TFH and World have received coverage and recognition from major publications and industry outlets for their work in identity, cryptography, AI, and large-scale hardware deployment.
Location and setup
The role is located in Munich, Werksviertel, and is an in-office position. The employer listed for the role is Tools For Humanity GmbH.
The start date is immediate.
The schedule is 20 hours per week, with the exact days and times arranged flexibly to suit lectures, tutorials, and exam periods.
What you will do
- Label images and data using internal tools, including bounding boxes, tags, and metadata fixes.
- Review labeled datasets for consistency and quality.
- Assist with preparing and cleaning training data, including selection, basic preprocessing, and audit logging.
- Support data collection processes, including instructions, task validation, and participant metadata where relevant.
- Record issues, help improve annotation instructions, and contribute to better tooling and workflows.
- Work with internal systems such as Streamlit dashboards, MongoDB-backed tools, and in-house labeling software.
- Follow privacy, ethics, and data-handling standards when dealing with sensitive biometric information.
- Optionally contribute small Python scripting tasks or take part in product and engineering sprint meetings.
Candidate profile
- You must currently be enrolled at a university, since the position is structured as a working-student contract.
- You should be very precise, steady, and attentive to detail, especially when work is repetitive.
- You should be comfortable learning new tools and processes quickly.
- Clear communication is important: you should ask questions early, document your work well, and collaborate effectively.
- You should be comfortable using basic digital tools such as web applications and spreadsheets.

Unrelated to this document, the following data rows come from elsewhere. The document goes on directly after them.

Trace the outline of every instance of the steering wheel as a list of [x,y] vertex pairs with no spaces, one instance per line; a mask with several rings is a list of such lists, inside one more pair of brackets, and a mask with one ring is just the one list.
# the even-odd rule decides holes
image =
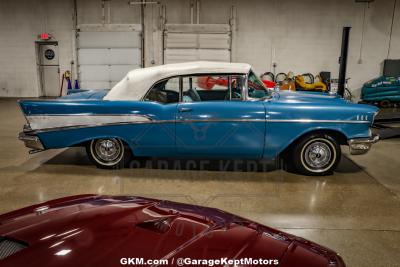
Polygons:
[[[241,99],[242,95],[240,93],[238,93],[238,92],[232,92],[232,98]],[[229,100],[229,99],[230,99],[230,94],[229,94],[229,90],[228,90],[228,92],[225,95],[225,100]]]
[[238,92],[232,92],[232,98],[241,99],[242,95]]

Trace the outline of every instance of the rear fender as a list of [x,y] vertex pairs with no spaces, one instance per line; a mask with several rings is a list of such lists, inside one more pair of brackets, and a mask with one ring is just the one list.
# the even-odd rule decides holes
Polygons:
[[[111,129],[115,130],[111,130]],[[131,150],[134,145],[132,138],[126,134],[119,134],[121,126],[88,127],[80,129],[70,129],[63,131],[43,131],[38,132],[37,136],[41,140],[45,149],[65,148],[73,146],[85,146],[87,142],[94,139],[117,138],[127,144]]]

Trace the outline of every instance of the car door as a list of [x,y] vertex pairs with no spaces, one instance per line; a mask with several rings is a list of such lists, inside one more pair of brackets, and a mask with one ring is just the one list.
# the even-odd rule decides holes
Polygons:
[[[152,121],[140,123],[126,133],[134,143],[137,156],[175,156],[175,118],[179,102],[179,77],[158,81],[143,102],[135,102],[131,113],[142,112]],[[139,105],[139,106],[138,106]]]
[[182,77],[175,124],[179,155],[262,156],[265,108],[261,101],[242,100],[244,80],[239,75]]

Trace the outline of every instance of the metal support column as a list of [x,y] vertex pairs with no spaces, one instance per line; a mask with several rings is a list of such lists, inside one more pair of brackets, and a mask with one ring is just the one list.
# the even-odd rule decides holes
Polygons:
[[351,27],[343,27],[342,33],[342,48],[339,58],[339,82],[337,94],[344,95],[344,86],[346,82],[346,67],[347,67],[347,54],[349,50],[349,36]]

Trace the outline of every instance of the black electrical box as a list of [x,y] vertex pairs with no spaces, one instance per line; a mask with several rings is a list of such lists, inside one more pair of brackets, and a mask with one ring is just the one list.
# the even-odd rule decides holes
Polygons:
[[321,77],[321,80],[323,83],[325,83],[326,85],[330,85],[331,82],[331,72],[330,71],[321,71],[319,73],[319,76]]
[[400,77],[400,59],[385,59],[383,76]]

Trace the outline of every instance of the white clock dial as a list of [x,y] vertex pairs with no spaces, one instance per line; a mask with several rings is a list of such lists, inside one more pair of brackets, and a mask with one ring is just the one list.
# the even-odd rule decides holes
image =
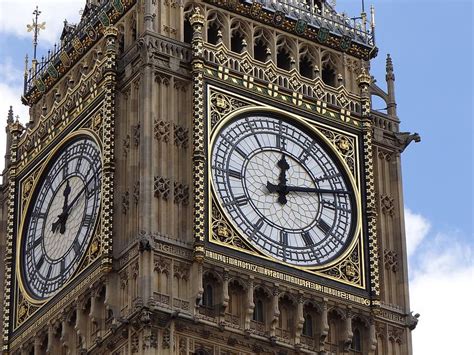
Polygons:
[[101,154],[88,136],[56,153],[33,192],[21,244],[24,285],[35,299],[59,290],[77,271],[100,209]]
[[219,204],[260,252],[298,266],[340,255],[355,228],[354,189],[313,132],[254,114],[216,133],[212,184]]

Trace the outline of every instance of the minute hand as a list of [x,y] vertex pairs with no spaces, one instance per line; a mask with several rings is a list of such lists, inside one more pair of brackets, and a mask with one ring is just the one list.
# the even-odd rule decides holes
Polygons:
[[87,186],[90,184],[90,182],[91,182],[95,177],[96,177],[95,175],[92,175],[92,176],[90,177],[90,179],[87,180],[87,182],[84,184],[84,186],[82,187],[82,189],[80,189],[79,192],[76,194],[76,197],[74,197],[74,199],[71,201],[71,203],[66,207],[66,210],[65,210],[66,213],[69,213],[69,211],[71,210],[72,206],[74,206],[74,204],[77,202],[77,200],[79,200],[79,197],[82,196],[82,193],[87,189]]
[[349,191],[345,190],[330,190],[330,189],[318,189],[313,187],[304,187],[304,186],[287,186],[287,191],[294,191],[294,192],[316,192],[319,194],[347,194],[349,195]]

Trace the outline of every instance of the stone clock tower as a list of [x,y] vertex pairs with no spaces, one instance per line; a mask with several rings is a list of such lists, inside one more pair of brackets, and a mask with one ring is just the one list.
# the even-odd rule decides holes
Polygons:
[[419,137],[365,14],[88,0],[55,48],[8,116],[4,354],[411,354]]

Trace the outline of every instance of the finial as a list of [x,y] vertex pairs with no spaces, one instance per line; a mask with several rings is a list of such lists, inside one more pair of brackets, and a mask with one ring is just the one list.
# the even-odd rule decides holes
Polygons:
[[28,32],[33,32],[33,60],[36,61],[36,47],[38,46],[38,35],[40,30],[44,30],[46,28],[46,22],[38,23],[38,17],[41,14],[41,11],[38,10],[38,6],[36,6],[35,11],[33,11],[33,23],[31,25],[26,25],[26,29]]
[[10,106],[10,109],[8,110],[7,123],[13,123],[13,107],[12,106]]
[[393,72],[393,63],[392,63],[392,58],[390,57],[390,53],[387,53],[386,70],[387,70],[387,73]]
[[370,28],[372,29],[372,39],[375,44],[375,7],[370,5]]

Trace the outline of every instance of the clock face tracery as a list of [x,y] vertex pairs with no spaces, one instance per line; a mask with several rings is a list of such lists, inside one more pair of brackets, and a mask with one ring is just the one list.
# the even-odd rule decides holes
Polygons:
[[76,136],[55,153],[40,176],[25,219],[20,268],[30,296],[52,296],[77,271],[100,209],[101,153]]
[[263,254],[296,266],[324,265],[351,242],[354,187],[310,130],[249,114],[215,135],[212,185],[220,207]]

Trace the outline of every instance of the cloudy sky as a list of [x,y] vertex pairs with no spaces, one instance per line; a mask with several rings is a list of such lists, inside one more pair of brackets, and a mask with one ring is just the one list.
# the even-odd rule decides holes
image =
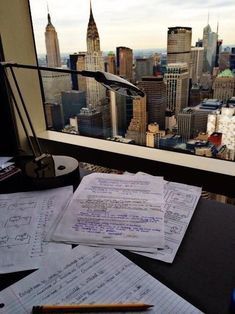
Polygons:
[[[61,52],[86,50],[89,0],[30,0],[39,53],[45,53],[47,6],[55,26]],[[223,45],[235,44],[234,0],[92,0],[101,50],[117,46],[132,49],[165,48],[167,28],[192,27],[192,45],[202,38],[209,24]]]

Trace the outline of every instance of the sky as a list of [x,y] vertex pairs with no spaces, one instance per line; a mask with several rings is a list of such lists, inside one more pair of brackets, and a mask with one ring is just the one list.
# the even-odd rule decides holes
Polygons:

- English proficiency is required.
- German is helpful but not mandatory.
- Helpful extras include basic Python knowledge, familiarity with MongoDB or Snowflake, and prior annotation experience.
What is offered
- Hands-on experience on live ML systems and datasets with visible impact on production workflows.
- Room to suggest improvements to processes and annotation rules, with guidance from experienced team members.
- A flexible 20-hour weekly schedule that works around academic commitments.
- A modern office in Munich’s Werksviertel with strong transport connections, refreshments, and meals provided three times per day.
- Pay that is positioned above the usual market level for student roles.
- Training in data privacy, ethical handling of biometric data, and the company’s internal tools, along with ongoing mentorship.
- Possible long-term opportunities after graduation, including the chance to extend the role or complete a thesis with the team.
Application details
Applicants are asked to send a CV and a short cover letter of one to two paragraphs. The message should include the earliest possible start date, weekly availability in hours, and the current degree program and year of study.
Contact person: Constantin Ingelheim, August-Everding-Straße 25, 81671 Munich, Germany.
The company states that it participates in the E-Verify Program and follows equal opportunity and affirmative action practices. It also says that reasonable accommodations are available for candidates with disabilities during the hiring process.
Additional information
This role is specifically meant for currently enrolled students under a working-student arrangement. The company emphasizes precision, repeatable process work, and the handling of sensitive biometric data with care and responsibility.
The employer also notes that the role offers exposure to machine-learning production workflows rather than purely theoretical work, and that training will be provided for candidates without prior ML experience.